Top U.S. Scientists and Economists Call For Swift, Deep Cuts In Global Warming Pollution: More than 1,700 Say Early Reductions Can Benefit Economy
Source: Union of Concerned Scientists
Posted Date: May 29, 2008
More than 1,700 of the nation's most
prominent scientists and economists today released a joint statement
calling on policymakers to require immediate, deep reductions in
heat-trapping emissions that cause global warming. Issued just days
before the Senate begins debate on the Lieberman-Warner climate bill,
the statement marks the first time leading U.S. scientists and
economists have joined together to make such an appeal.
The statement stresses that implementing policies to achieve swift
and substantial cuts is both economically sound and necessary to limit
the worst consequences of climate change.
"There is a strong consensus that we must do something about
reducing the emissions that cause global warming," said James McCarthy,
president of the American Association for the Advancement of Science
and one of the statement's authors. "The debate right now is about how
much we need to cut. The fact that so many scientists and economists
have spoken out and signed this letter should give policymakers the
confidence that we can avert serious adverse climate impacts."

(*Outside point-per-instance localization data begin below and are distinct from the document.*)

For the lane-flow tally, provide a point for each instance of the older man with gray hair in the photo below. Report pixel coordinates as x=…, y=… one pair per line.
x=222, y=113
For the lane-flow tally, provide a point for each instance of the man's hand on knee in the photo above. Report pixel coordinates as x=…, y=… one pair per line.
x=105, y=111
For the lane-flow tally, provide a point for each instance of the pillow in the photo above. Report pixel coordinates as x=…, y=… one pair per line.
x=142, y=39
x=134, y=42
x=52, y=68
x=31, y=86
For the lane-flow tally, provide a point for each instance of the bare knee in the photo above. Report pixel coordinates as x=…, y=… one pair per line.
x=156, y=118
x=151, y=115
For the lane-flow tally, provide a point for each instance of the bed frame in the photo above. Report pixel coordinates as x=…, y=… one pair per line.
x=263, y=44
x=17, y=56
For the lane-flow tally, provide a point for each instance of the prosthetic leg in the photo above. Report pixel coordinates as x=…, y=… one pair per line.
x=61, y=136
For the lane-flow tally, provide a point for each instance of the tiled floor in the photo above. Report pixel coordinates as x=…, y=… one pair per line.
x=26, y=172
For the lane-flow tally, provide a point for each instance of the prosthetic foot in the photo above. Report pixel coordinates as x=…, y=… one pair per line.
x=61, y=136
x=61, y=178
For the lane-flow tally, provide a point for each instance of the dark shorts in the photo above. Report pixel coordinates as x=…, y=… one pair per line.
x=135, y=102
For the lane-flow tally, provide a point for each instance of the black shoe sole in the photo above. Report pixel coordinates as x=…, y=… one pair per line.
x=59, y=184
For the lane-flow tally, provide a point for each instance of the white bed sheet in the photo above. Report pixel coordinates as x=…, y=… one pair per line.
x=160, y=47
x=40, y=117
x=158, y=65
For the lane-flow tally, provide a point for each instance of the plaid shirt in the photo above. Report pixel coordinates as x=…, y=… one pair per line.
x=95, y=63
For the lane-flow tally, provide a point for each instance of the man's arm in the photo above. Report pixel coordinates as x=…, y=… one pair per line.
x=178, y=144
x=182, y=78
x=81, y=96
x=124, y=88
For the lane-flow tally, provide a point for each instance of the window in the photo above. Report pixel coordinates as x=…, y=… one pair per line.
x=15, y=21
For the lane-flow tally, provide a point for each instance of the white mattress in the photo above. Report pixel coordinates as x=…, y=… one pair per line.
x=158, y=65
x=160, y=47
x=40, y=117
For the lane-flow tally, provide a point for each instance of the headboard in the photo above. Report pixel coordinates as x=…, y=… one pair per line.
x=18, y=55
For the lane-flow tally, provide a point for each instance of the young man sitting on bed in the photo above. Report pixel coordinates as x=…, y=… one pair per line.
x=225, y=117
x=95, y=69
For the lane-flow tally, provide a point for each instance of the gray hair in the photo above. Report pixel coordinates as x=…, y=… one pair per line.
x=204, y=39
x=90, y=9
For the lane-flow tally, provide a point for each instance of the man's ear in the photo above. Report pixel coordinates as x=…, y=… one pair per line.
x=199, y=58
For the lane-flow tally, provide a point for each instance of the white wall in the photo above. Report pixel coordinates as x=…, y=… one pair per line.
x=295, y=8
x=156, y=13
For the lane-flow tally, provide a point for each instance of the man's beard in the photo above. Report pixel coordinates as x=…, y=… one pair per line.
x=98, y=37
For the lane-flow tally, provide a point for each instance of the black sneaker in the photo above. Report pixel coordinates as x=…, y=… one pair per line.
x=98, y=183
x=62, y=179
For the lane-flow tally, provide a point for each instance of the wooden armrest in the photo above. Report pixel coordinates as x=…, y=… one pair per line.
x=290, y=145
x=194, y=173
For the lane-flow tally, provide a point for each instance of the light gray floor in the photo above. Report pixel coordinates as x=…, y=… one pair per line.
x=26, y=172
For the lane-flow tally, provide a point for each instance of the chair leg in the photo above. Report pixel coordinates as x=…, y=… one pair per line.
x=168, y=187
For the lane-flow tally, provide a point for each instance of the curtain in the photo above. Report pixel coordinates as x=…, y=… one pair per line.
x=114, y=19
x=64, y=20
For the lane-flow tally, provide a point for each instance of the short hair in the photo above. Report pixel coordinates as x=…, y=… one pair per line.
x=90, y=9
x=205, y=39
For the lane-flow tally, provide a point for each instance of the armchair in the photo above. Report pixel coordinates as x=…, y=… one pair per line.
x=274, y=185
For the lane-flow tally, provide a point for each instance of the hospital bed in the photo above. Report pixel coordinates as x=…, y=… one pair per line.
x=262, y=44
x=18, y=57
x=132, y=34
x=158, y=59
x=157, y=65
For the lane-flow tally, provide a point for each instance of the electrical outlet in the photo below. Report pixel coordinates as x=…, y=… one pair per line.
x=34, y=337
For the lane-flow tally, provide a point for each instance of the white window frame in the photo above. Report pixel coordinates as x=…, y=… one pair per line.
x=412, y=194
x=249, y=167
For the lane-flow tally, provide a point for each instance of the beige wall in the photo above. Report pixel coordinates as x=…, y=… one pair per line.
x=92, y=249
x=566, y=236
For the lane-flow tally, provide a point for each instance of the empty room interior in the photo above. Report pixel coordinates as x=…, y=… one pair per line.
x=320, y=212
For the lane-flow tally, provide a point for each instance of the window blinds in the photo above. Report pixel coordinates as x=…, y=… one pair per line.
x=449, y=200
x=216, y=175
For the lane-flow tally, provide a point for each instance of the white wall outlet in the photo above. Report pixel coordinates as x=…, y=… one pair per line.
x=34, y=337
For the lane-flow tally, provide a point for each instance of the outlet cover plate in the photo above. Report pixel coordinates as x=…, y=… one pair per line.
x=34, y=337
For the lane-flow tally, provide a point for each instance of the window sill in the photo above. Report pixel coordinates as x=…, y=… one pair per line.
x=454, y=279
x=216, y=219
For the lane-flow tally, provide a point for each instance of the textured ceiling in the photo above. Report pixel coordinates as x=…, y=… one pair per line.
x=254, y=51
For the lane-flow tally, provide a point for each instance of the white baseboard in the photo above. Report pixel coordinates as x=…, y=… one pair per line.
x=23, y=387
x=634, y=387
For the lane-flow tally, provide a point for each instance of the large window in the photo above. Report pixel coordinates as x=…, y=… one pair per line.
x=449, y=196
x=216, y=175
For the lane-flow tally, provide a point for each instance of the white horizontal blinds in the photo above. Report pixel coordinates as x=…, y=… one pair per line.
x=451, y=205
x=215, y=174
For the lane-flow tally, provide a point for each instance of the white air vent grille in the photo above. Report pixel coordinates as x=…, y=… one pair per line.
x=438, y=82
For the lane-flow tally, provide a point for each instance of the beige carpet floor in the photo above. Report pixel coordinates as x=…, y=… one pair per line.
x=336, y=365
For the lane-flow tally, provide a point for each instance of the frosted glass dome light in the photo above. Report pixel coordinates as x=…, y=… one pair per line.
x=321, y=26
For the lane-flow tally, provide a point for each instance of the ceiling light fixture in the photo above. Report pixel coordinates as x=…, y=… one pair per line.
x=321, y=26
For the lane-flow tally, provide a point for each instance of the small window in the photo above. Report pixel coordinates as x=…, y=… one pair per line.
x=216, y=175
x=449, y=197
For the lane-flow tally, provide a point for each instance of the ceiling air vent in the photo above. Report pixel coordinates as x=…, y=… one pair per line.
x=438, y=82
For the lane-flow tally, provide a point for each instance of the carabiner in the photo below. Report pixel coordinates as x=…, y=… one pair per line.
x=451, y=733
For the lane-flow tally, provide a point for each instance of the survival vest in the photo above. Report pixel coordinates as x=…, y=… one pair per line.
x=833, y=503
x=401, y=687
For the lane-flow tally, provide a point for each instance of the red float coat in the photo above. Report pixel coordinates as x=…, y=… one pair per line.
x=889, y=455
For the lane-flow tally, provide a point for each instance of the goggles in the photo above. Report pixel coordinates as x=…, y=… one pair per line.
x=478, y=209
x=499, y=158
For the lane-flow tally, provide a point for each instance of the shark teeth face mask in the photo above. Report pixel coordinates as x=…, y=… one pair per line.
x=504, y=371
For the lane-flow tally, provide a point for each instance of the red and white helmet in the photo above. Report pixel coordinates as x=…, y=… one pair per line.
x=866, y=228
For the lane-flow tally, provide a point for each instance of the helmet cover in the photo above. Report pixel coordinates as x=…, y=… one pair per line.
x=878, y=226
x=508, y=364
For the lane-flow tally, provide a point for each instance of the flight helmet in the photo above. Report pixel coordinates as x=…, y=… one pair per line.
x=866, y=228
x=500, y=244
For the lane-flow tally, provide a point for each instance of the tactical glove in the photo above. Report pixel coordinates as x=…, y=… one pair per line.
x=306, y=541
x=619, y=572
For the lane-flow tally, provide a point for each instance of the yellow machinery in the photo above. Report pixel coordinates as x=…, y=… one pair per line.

Besides McCarthy, the statement authors include Mario Molina, a
Nobel Prize winner in chemistry; Peter Frumhoff, director of science
and policy at the Union of Concerned Scientists (UCS) and an
Intergovernmental Panel on Climate Change (IPCC) lead author; Stephen
Schneider, a Stanford University climatologist and a member of the
National Academy of Sciences (NAS); and Geoff Heal, an economist at
Columbia University's Business School. The signatories, compiled by
UCS, include six Nobel Prize winners in science or economics, 31 NAS
members, and more than 100 IPCC authors and editors, who all shared the
2007 Nobel Peace Prize with Al Gore.
According to the statement, "the strength of the science on climate
change" compelled the signers to warn policymakers of climate change's
growing risks, including "sea level rise, heat waves, droughts,
wildfires, snowmelt, floods and disease, as well as increased plant and
animal species extinctions."
The statement notes that acting quickly to cut global warming
pollution would be the most cost-effective way to limit climate change.
If the United States delays taking action, future cuts would have to
more drastic and would be much more expensive. Those costs would come
in addition to the increased cost of adapting to more climate change.
Conversely, the statement says smart reduction strategies would allow
the economy to grow, generate new domestic jobs, protect public health,
and strengthen energy security.
The statement concludes that the United States should reduce global
warming pollution "on the order of 80 percent below 2000 levels by
2050" and that the first step should be reductions of 15 to 20 percent
below 2000 levels by 2020. The statement calls on the United States to
set an example and bring nations together to meet the climate challenge.
Columbia University economist Heal said the cost of inaction far
outweighs the cost of addressing climate change. The costs of cutting
emissions to safe levels would be between 1 and 2 percent of gross
domestic product (GDP), he said, while the costs of allowing climate
change to proceed unabated would be on the order of 10 to 20 percent of
Heal sees the challenge of reducing global warming emissions as an
economic opportunity. "Limiting global warming emissions is a great
investment," he said. "When you compare the cost of acting to the cost
of not acting, cutting emissions would give the world a return of 10 to
1. That's attractive even to a venture capitalist."